Gelenlerin karşılanış şekli, bu sırada yapılan konuşmalar, atılan sloganlar bunların teslim olmak üzere değil, örgütün keşif kolu olarak gönderildiğini ortaya koyuyor. Başka bir ifadeyle amaçlarının “teslim olmak” değil “teslim almak” olduğu fütursuzca anlatılmaya çalışılıyor.
Bu öncü “keşif kolu”nun örgüt adına bir de mektup getirdiği söyleniyor. Gazetelerde yazılanlara göre PKK’nın silah bırakmak için her fırsatta tekrarladığı talepler, bir kere daha tekrarlanıyor: “Türkiye demokratik oluşumun bir parçası olarak Kürt halkı temelinde anayasal güvenceye sahip olarak özgür, eşit ve birlikte yaşamak”. Bu bağlamda köklü anayasal düzenlemeler yaparak “Kürtçe’nin her yerde konuşulması” nın güvence altına alınması ve bölgeye özerklik tanınması “Kürdistan’ın köy, kasaba ve şehirlerinde özel harekatçı koruma ve polisin baskı ve zulmünden uzak, yeterli imkânlara kavuşmuş ve güvenlik içinde yaşamak”… Yani bölgesel özerklik yahut otonomi.
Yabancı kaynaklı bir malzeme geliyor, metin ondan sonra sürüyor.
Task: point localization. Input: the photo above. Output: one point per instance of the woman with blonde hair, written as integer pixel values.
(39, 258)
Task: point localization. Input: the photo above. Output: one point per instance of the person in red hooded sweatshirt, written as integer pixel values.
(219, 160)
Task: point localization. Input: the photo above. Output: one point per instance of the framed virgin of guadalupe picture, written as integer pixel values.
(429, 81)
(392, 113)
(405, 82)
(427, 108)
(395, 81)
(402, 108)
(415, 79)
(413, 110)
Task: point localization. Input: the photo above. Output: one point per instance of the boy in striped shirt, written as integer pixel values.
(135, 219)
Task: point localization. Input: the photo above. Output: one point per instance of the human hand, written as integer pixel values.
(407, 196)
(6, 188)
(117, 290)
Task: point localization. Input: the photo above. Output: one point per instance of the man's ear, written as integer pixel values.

Önlem alınmadığı taktirde önümüzdeki günlerde bu tiyatronun diğer bölümlerinin de sahneye konulacağı anlaşılıyor. Zafer kazanmış bir ordunun öncü birliği muamelesi ile karşılanan PKK’lılar, şehir şehir dolaştırılacak, düzenlenen toplantılarda göstericilere sunulacak, DTP’nin grup toplantısına getirilerek TBMM çatısı altında Türkiye Cumhuriyeti Devleti’ne meydan okunacak.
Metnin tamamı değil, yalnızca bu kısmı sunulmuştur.